The paintings in the second robbery were also valuable, but not quite what "five Wyeth paintings" might suggest today, 50 years later.

As with nearly everything related to Myles Connor, the truth is a feeble shadow of the legend.

There is only Connor's word that the he was actually present at the Woolworth estate burglary. He claims to have been there with others, led by Robert Donati. "That was actually Bobby Donati's deal. And he had actually put the whole thing together," Connor said on the Netflix documentary. This Is A Robbery.

But Donat had been arrested by the U.S. Secret Service seven months earlier, in October of 1973 for receiving stolen property and possession of counterfeit bills, while in the course of selling $515,000 worth of stolen US Treasury notes to a federal agent.

When the Feds nabbed Donati, he was already under indictment and out on bail, for arson. Police observed Donati stopped Donati coming out of the Medford drycleaners, which was already closed for the night and minutes later it burst into flames.
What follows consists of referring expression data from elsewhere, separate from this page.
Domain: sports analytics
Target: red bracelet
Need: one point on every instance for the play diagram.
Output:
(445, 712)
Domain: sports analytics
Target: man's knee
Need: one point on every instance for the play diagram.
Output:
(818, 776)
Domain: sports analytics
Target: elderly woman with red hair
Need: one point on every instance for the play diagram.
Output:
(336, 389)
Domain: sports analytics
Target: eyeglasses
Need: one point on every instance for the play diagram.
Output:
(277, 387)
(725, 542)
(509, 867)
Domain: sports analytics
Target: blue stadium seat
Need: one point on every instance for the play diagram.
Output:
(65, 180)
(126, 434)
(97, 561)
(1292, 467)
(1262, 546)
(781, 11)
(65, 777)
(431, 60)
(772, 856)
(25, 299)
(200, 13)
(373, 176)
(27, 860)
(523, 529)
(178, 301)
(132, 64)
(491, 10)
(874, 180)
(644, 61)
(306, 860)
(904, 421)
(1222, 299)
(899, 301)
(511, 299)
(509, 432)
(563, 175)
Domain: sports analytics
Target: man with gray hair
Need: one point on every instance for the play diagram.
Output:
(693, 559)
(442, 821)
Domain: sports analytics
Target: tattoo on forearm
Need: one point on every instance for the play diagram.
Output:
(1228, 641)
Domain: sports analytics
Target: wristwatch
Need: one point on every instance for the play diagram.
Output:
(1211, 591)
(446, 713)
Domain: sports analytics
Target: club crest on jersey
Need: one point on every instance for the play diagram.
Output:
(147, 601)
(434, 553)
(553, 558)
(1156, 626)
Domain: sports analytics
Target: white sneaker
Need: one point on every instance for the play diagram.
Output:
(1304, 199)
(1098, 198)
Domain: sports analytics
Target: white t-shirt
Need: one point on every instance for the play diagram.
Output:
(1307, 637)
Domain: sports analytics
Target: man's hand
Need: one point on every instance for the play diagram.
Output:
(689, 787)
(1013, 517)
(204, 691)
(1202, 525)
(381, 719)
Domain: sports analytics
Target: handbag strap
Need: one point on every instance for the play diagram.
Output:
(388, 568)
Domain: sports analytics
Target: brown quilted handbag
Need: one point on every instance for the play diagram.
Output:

In addition, he was still on parole, for a 1965 armed holdup of a Boston furrier. A parking ticket the getaway car received during the robbery, allowed the police to quickly apprehend the robbers.

It seems doubtful that a federal judge would have released Donati on personal recognizance, under those circumstances. But Connor wrote in his book, that Donati had planned the entire job, and that he and Connor went up to the estate, then known as Clearview Farm to case the property.

But even if they had released Donati after his arrest, while out on bail, under indictment for arson and on parole for armed robbery, less than a week before the 1974 Woolworth estate burglary, and possibly only three days before it, Donati was sentenced in Middlesex Superior Court to 4-8 years in Walpole State prison, for the arson, as well as an unspecified amount of time as well as an unspecified portion of his 12-20 year sentence for the armed robbery, for which he was still on parole.

Connor also claimed that it was Donati who had found a buyer for the stolen Wyeth paintings. "When he [Donati] told me he'd found a buyer for the Wyeths, I made certain assumptions. 'We can trust this guy, right?' I asked."

"Bobby nodded. 'Absolutely.'"

Donati's court date on the still pending federal charges was scheduled for two weeks after Connor's arrest with the stolen art from the Woolworth Estate.

If anything, the "World's Greatest Art Thief," Myles Connor, was somehow played by "the World's Greatest government informant, Bobby Donati.

Or it might just be an example of where, "the book is clearly shaded by Connor's version of the truth," as Shelley Murphy of the Boston Globe wrote in her review of Myles Connor's book, The Art of the Heist, before Connor had been rehabilitated in the media. When the book came out, he was still the cop shooting low life, and Gardner heist con artist or pathetic wannabe, with only a bit of the deference afforded the quoted and quotable."

But fodder for the makings of the disinforming, Myles Connor folk legend was slowly beginning to accumulate.